NEW YORK, Sept 18 (Reuters) - U.S. antitrust enforcers
are on guard against anticompetitive behavior in the artificial
intelligence sector as part of the Trump administration's plan
to cement U.S. AI dominance, a Department of Justice official
said in New York on Thursday.
Protecting competition in the industry supports innovation,
Assistant Attorney General Gail Slater said at a conference at
Fordham University, signaling that President Donald Trump's
antitrust enforcers are looking out for anticompetitive conduct
and consolidation.
"The competitive dynamics of each layer of the AI stack and
how they interrelate, with a particular eye towards exclusionary
behavior that forecloses access to key inputs and distribution
channels, are legitimate areas for antitrust inquiry," she said.

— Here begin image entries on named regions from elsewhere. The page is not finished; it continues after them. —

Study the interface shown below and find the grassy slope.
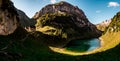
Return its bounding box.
[0,32,120,61]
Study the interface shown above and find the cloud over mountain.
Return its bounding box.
[108,2,120,7]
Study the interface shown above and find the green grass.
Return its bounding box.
[0,32,120,61]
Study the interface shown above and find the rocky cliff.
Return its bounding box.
[105,12,120,32]
[16,9,36,27]
[33,1,101,46]
[0,0,19,35]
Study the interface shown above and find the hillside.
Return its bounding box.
[96,19,111,31]
[33,1,102,45]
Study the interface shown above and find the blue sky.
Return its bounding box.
[12,0,120,24]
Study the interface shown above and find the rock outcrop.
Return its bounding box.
[105,12,120,32]
[16,9,36,27]
[0,0,19,35]
[33,1,102,46]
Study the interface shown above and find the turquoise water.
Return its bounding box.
[65,38,100,52]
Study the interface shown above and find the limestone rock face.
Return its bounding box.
[17,9,36,27]
[0,0,19,35]
[33,1,102,45]
[105,12,120,32]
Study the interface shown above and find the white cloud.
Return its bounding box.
[50,0,56,3]
[108,2,120,7]
[96,10,101,13]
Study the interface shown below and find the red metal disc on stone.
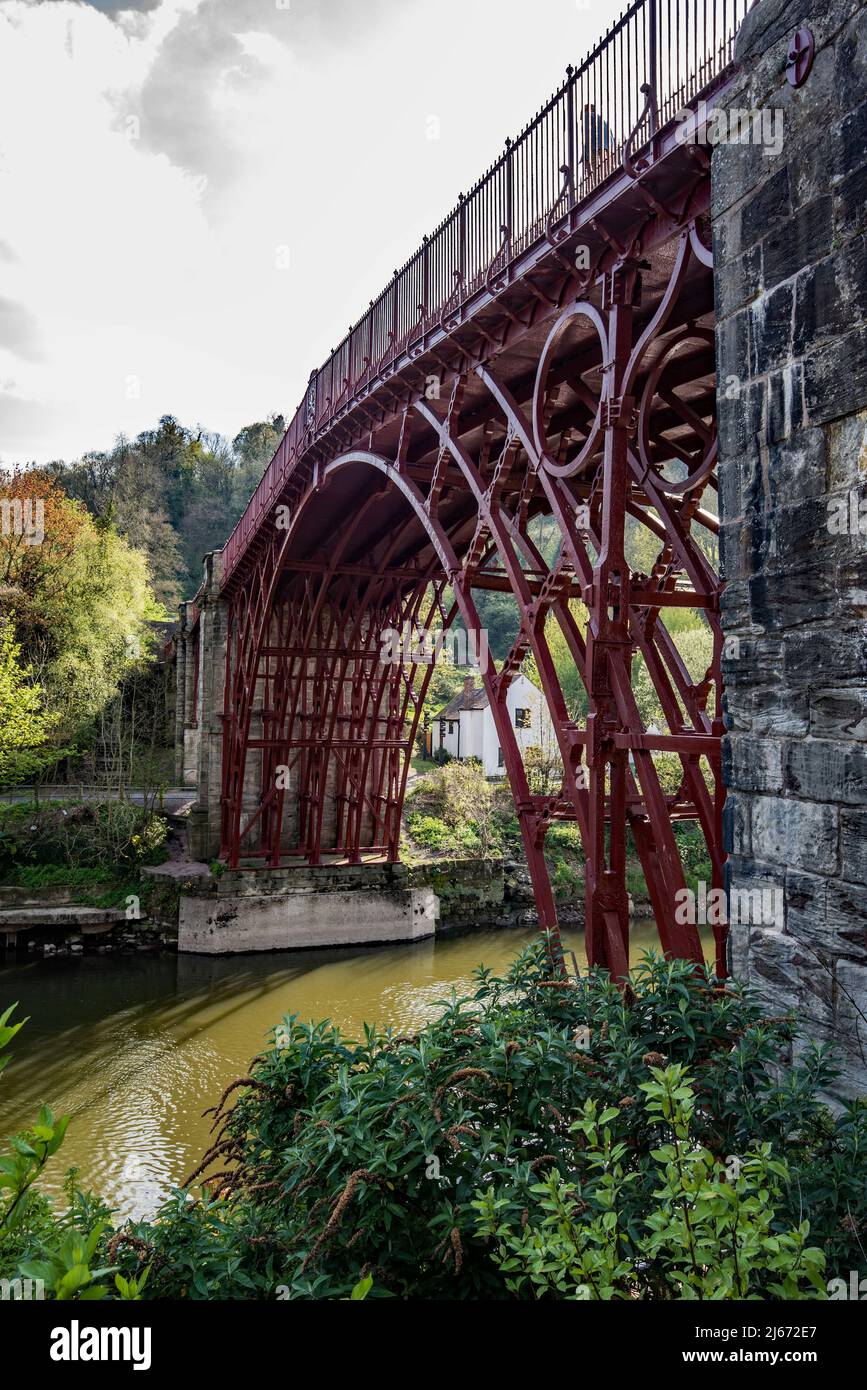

Access to data is one area the DOJ will monitor, Slater said. A
judge in Washington recently ordered Alphabet's Google
to share some of its search data with competitors including AI
companies, in order to boost competition with its online search
engine. Google has said it will appeal.
Slater said that demand for data could drive mergers or
business combinations between companies and their suppliers,
known as vertical integration, "especially in industries where
downstream businesses may have access to valuable and sensitive
data like healthcare data."
"We may also increasingly see the desire to acquire data, or
to deprive rivals of data, play a role in driving transactions,"
she said.
Slater also said that open source AI models can boost
competition, something Trump's AI action plan envisioned as a
way to spread American technology.
"Of course, a truly open-source model must be one that is
not unilaterally maintained by a single vendor that exerts
unwarranted influence and impose restrictions," she said.
Antitrust enforcers during President Joe Biden's administration
expressed similar concerns about AI competition, and scrutinized
Big Tech partnerships with AI startups.